Question

Sound waves of frequency 660 Hz fall normally on a perfectly reflecting wall. The shortest distance from the wall at which the air particles have maximum amplitude of vibration is (velocity of sound in air is 330 m/s)
A. 0.125 m
B. 0.5 m
C. 0.25 m
D. 2 m

Answer 1

Hint: The velocity of sound is equal to the product of the wavelength of the sound waves and the frequency of the sound waves. The standing waves are formed after reflection of the sound waves from the wall. The first maxima is formed at a distance equal to one fourth of the wavelength of the sound waves.
Formula used:
The relation between velocity of the sound, the frequency and the wavelength of the sound is given as
$v = \nu \lambda $

Complete answer:
We are given sound waves which have frequency given as
$\nu = 660Hz$
We are given the velocity of the sound to be
$v = 330m/s$
Using the relation between velocity of the sound, the frequency and the wavelength of the sound, we can calculate the wavelength of the sound in the following way.
$\lambda = \dfrac{v}{\nu }$
Inserting the known values, we get
$\lambda = \dfrac{{330}}{{660}} = 0.5m$
When sound waves are made incident on the reflecting wall then sound waves get reflected from the wall.
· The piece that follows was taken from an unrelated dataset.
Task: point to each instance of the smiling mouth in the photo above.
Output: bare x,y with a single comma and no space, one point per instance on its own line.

The incident waves and the reflected waves interfere with each other forming standing waves. The shortest distance from the wall at which the air particles have maximum amplitude of vibration is at a distance of one fourth the wavelength of the sound waves. It is given as
$\dfrac{\lambda }{4} = \dfrac{{0.5}}{4} = 0.125m$

So, the correct answer is “Option A”.

Note:
Since sound waves require a medium to travel. The particles of the medium vibrate when sound waves pass through them. At the maximum position, the particles of the medium have maximum displacement from their mean position while at mean position, there is zero displacement from the mean position and this is called a node.